Tag Archives: Mismatch negativity

How Infants learn language – V

Infants don’t learn language like neural nets do. Unlike nets, no feedback is involved, which amazingly, makes learning faster.

As is typical of research in psychology, the hard part is thinking of something clever to do, rather than actually carrying it out.

[ Proc. Natl. Acad. Sci. vol. 117 pp. 26548 – 26549 ’20 ] is a short interview with psychologist Richard N. Aslin. Here’s a link — hopefully not behind a paywall — https://www.pnas.org/content/pnas/117/43/26548.full.pdf.

He was interested in how babies pull out words from a stream of speech.

He took a commonsense argument and ran with it.

“The learning that I studied as an undergrad was reinforcement learning—that is, you’re getting a reward for responding to certain kinds of input—but it seemed that that kind of learning, in language acquisition, didn’t make any sense. The mother is not saying, “listen to this word…no, that’s the wrong word, listen to this word,” and giving them feedback. It’s all done just by being exposed to the language without any obvious reward”

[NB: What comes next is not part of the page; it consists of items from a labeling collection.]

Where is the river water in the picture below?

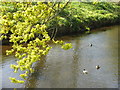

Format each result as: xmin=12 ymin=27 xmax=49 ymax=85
xmin=0 ymin=25 xmax=120 ymax=88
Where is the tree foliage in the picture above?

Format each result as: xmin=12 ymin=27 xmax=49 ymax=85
xmin=0 ymin=2 xmax=72 ymax=83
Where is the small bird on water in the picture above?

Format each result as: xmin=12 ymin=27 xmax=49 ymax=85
xmin=83 ymin=69 xmax=88 ymax=74
xmin=90 ymin=44 xmax=93 ymax=47
xmin=96 ymin=65 xmax=100 ymax=70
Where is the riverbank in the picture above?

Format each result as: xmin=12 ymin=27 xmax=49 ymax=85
xmin=2 ymin=2 xmax=120 ymax=45
xmin=48 ymin=2 xmax=120 ymax=36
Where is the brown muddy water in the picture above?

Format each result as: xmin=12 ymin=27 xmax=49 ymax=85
xmin=0 ymin=25 xmax=120 ymax=88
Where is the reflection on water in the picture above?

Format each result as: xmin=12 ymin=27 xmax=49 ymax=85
xmin=2 ymin=26 xmax=120 ymax=88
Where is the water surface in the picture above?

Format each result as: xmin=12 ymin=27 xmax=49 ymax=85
xmin=0 ymin=26 xmax=120 ymax=88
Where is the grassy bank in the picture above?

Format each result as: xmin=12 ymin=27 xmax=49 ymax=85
xmin=49 ymin=2 xmax=120 ymax=35
xmin=0 ymin=2 xmax=120 ymax=44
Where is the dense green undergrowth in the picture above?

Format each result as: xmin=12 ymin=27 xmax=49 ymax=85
xmin=49 ymin=2 xmax=120 ymax=35
xmin=0 ymin=2 xmax=120 ymax=40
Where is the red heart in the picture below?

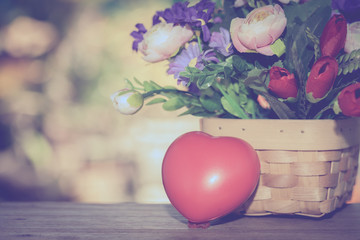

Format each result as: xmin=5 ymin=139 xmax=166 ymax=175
xmin=162 ymin=132 xmax=260 ymax=223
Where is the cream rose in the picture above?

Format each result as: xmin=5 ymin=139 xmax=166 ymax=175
xmin=230 ymin=4 xmax=286 ymax=56
xmin=139 ymin=23 xmax=193 ymax=62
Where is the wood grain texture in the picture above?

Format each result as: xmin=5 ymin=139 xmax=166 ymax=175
xmin=0 ymin=202 xmax=360 ymax=240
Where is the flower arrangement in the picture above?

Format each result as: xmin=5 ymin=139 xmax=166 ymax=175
xmin=111 ymin=0 xmax=360 ymax=119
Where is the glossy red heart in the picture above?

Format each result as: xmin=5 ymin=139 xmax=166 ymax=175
xmin=162 ymin=131 xmax=260 ymax=223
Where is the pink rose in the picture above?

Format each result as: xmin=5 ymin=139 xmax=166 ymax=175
xmin=344 ymin=21 xmax=360 ymax=53
xmin=139 ymin=23 xmax=193 ymax=62
xmin=230 ymin=4 xmax=286 ymax=56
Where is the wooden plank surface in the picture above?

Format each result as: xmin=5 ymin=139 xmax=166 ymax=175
xmin=0 ymin=202 xmax=360 ymax=240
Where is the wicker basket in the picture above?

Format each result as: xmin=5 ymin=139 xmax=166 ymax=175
xmin=200 ymin=118 xmax=360 ymax=217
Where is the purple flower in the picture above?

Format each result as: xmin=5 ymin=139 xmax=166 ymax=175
xmin=332 ymin=0 xmax=360 ymax=23
xmin=130 ymin=23 xmax=147 ymax=51
xmin=209 ymin=27 xmax=234 ymax=57
xmin=153 ymin=0 xmax=215 ymax=42
xmin=167 ymin=42 xmax=219 ymax=85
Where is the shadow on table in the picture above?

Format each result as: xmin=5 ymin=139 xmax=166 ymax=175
xmin=164 ymin=204 xmax=347 ymax=226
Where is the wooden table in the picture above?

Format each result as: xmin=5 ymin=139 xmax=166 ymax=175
xmin=0 ymin=202 xmax=360 ymax=240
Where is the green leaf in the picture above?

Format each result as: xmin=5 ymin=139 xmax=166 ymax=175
xmin=162 ymin=97 xmax=185 ymax=111
xmin=199 ymin=95 xmax=223 ymax=113
xmin=270 ymin=39 xmax=286 ymax=57
xmin=146 ymin=98 xmax=166 ymax=105
xmin=244 ymin=68 xmax=268 ymax=92
xmin=197 ymin=75 xmax=216 ymax=89
xmin=261 ymin=93 xmax=296 ymax=119
xmin=232 ymin=55 xmax=248 ymax=72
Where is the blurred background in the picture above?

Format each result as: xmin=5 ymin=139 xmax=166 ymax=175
xmin=0 ymin=0 xmax=360 ymax=203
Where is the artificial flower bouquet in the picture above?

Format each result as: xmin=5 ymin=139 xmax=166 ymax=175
xmin=111 ymin=0 xmax=360 ymax=119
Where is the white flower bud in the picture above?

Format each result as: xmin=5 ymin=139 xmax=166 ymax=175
xmin=110 ymin=89 xmax=144 ymax=115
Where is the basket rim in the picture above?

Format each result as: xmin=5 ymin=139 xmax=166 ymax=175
xmin=200 ymin=118 xmax=360 ymax=151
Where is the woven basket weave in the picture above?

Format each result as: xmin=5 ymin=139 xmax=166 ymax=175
xmin=200 ymin=118 xmax=360 ymax=217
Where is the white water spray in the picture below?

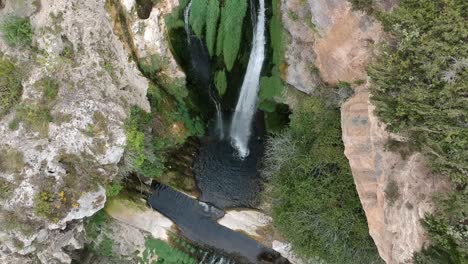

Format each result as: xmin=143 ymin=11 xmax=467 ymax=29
xmin=231 ymin=0 xmax=265 ymax=158
xmin=184 ymin=1 xmax=224 ymax=139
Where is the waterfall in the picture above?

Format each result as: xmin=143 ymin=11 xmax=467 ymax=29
xmin=184 ymin=0 xmax=192 ymax=45
xmin=184 ymin=1 xmax=224 ymax=139
xmin=231 ymin=0 xmax=265 ymax=158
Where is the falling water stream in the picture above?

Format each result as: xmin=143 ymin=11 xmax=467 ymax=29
xmin=231 ymin=0 xmax=265 ymax=158
xmin=184 ymin=1 xmax=224 ymax=140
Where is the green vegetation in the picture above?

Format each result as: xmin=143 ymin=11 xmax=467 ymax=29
xmin=368 ymin=0 xmax=468 ymax=263
xmin=259 ymin=75 xmax=284 ymax=112
xmin=16 ymin=103 xmax=52 ymax=137
xmin=270 ymin=0 xmax=285 ymax=72
xmin=85 ymin=210 xmax=116 ymax=258
xmin=125 ymin=107 xmax=165 ymax=178
xmin=217 ymin=0 xmax=247 ymax=71
xmin=214 ymin=70 xmax=227 ymax=96
xmin=262 ymin=98 xmax=381 ymax=263
xmin=0 ymin=178 xmax=14 ymax=201
xmin=258 ymin=0 xmax=284 ymax=113
xmin=0 ymin=58 xmax=23 ymax=117
xmin=138 ymin=238 xmax=198 ymax=264
xmin=37 ymin=77 xmax=59 ymax=104
xmin=385 ymin=180 xmax=400 ymax=205
xmin=206 ymin=0 xmax=220 ymax=56
xmin=190 ymin=0 xmax=207 ymax=39
xmin=0 ymin=16 xmax=32 ymax=46
xmin=125 ymin=86 xmax=204 ymax=178
xmin=0 ymin=147 xmax=25 ymax=173
xmin=350 ymin=0 xmax=374 ymax=14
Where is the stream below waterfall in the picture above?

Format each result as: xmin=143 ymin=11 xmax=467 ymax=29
xmin=148 ymin=0 xmax=289 ymax=264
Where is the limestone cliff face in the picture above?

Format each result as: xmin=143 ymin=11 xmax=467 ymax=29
xmin=0 ymin=0 xmax=179 ymax=263
xmin=282 ymin=0 xmax=444 ymax=263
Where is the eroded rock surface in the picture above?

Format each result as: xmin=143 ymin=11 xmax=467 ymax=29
xmin=105 ymin=196 xmax=175 ymax=241
xmin=309 ymin=0 xmax=381 ymax=84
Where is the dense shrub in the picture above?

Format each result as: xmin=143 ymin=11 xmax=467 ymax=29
xmin=368 ymin=0 xmax=468 ymax=263
xmin=85 ymin=210 xmax=117 ymax=258
xmin=0 ymin=16 xmax=32 ymax=46
xmin=0 ymin=58 xmax=23 ymax=116
xmin=264 ymin=98 xmax=381 ymax=263
xmin=270 ymin=0 xmax=285 ymax=71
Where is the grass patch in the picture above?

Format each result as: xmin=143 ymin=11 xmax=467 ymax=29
xmin=36 ymin=77 xmax=59 ymax=102
xmin=0 ymin=16 xmax=32 ymax=47
xmin=0 ymin=58 xmax=23 ymax=117
xmin=190 ymin=0 xmax=207 ymax=39
xmin=263 ymin=98 xmax=381 ymax=263
xmin=206 ymin=0 xmax=221 ymax=56
xmin=85 ymin=210 xmax=117 ymax=259
xmin=0 ymin=178 xmax=14 ymax=200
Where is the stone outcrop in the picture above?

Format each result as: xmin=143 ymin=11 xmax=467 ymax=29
xmin=0 ymin=0 xmax=184 ymax=263
xmin=105 ymin=196 xmax=175 ymax=241
xmin=341 ymin=88 xmax=445 ymax=263
xmin=218 ymin=209 xmax=306 ymax=264
xmin=282 ymin=0 xmax=444 ymax=263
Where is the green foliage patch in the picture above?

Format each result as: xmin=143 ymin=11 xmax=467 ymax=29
xmin=0 ymin=16 xmax=32 ymax=46
xmin=189 ymin=0 xmax=207 ymax=39
xmin=16 ymin=103 xmax=52 ymax=137
xmin=138 ymin=238 xmax=198 ymax=264
xmin=0 ymin=58 xmax=23 ymax=117
xmin=0 ymin=147 xmax=25 ymax=173
xmin=258 ymin=75 xmax=284 ymax=112
xmin=206 ymin=0 xmax=221 ymax=56
xmin=266 ymin=98 xmax=381 ymax=263
xmin=85 ymin=210 xmax=116 ymax=258
xmin=218 ymin=0 xmax=247 ymax=71
xmin=368 ymin=0 xmax=468 ymax=263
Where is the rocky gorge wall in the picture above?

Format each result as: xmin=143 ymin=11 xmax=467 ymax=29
xmin=0 ymin=0 xmax=184 ymax=263
xmin=282 ymin=0 xmax=444 ymax=263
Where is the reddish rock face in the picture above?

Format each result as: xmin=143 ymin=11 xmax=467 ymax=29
xmin=282 ymin=0 xmax=447 ymax=263
xmin=341 ymin=89 xmax=445 ymax=263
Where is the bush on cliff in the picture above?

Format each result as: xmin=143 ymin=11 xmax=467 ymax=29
xmin=263 ymin=98 xmax=381 ymax=263
xmin=368 ymin=0 xmax=468 ymax=263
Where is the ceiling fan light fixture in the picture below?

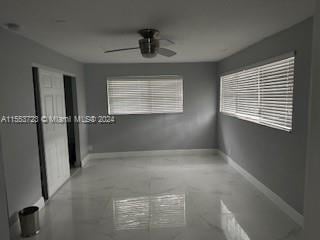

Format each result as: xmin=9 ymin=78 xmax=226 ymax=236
xmin=139 ymin=38 xmax=159 ymax=58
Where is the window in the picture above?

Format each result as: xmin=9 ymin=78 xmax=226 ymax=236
xmin=220 ymin=54 xmax=295 ymax=131
xmin=107 ymin=76 xmax=183 ymax=115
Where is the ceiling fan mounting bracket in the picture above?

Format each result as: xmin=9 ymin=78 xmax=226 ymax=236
xmin=138 ymin=28 xmax=160 ymax=38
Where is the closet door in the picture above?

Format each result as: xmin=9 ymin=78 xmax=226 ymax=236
xmin=39 ymin=69 xmax=70 ymax=197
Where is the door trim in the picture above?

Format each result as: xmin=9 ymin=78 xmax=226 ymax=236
xmin=32 ymin=67 xmax=49 ymax=200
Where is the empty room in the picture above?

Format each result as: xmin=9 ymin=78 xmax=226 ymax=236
xmin=0 ymin=0 xmax=320 ymax=240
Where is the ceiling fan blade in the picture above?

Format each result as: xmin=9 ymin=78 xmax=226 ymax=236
xmin=104 ymin=47 xmax=139 ymax=53
xmin=159 ymin=38 xmax=175 ymax=47
xmin=158 ymin=48 xmax=177 ymax=57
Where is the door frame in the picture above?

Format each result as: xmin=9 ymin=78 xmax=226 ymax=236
xmin=32 ymin=64 xmax=81 ymax=201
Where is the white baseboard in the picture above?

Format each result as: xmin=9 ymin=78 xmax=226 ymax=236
xmin=32 ymin=197 xmax=45 ymax=210
xmin=217 ymin=150 xmax=304 ymax=226
xmin=81 ymin=148 xmax=216 ymax=167
xmin=81 ymin=154 xmax=90 ymax=167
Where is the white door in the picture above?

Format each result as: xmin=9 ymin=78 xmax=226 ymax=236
xmin=0 ymin=135 xmax=9 ymax=240
xmin=39 ymin=69 xmax=70 ymax=197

So they performed an experiment whose results surprised them. They made a ‘language’ of speech sounds which weren’t words and presented them 4 per second for a few minutes, to 8 month old infants. There was an underlying statistical structure, as certain sounds were more likely to follow another one, others were less likely. That’s it. No training. No feedback. No nothin’, just a sequence of sounds. Then they presented sequences (from the same library of sounds) which the baby hadn’t heard before and the baby recognized them as different. The interview didn’t say how they knew the baby was recognizing them, but my guess is that they used the mismatch negativity brain potential which automatically arises to novel stimuli.

Had you ever heard of this? I hadn’t but the references to the author’s papers go back to 1996 ! Time for someone to replicate this work.

So our brains have an innate ability to measure statistical probability of distinct events occurring. Even better we react to the unexpected event. This may be the ‘language facility’ Chomsky was talking about half a century ago. Perhaps this innate ability is the origin of music, the most abstract of the arts.

How infants learn language is likely inherently fascinating to many, not just neurologists.

Here are links to some other posts on the subject you might be interested in.

https://luysii.wordpress.com/2013/06/03/how-infants-learn-language-iv/

https://luysii.wordpress.com/2011/10/10/how-infants-learn-language-iii/

https://luysii.wordpress.com/2010/10/03/how-infants-learn-language-ii/

https://luysii.wordpress.com/2010/09/30/how-infants-learn-language/

Why we imperfectly understand randomness the way we do.

The cognoscenti think the average individual is pretty dumb when it comes to probability and randomness. Not so, says a fascinating recent paper [ Proc. Natl. Acad. Sci. vol. 112 pp. 3788 – 3792 ’15 ] http://www.pnas.org/content/112/12/3788.abstract. The average joe (this may mean you) when asked to draw a random series of fifty or so heads and tails never puts in enough runs of heads or runs of tails. This leads to the gambler’s fallacy, that if an honest coin gives a run of say 5 heads, the next result is more likely to be tails.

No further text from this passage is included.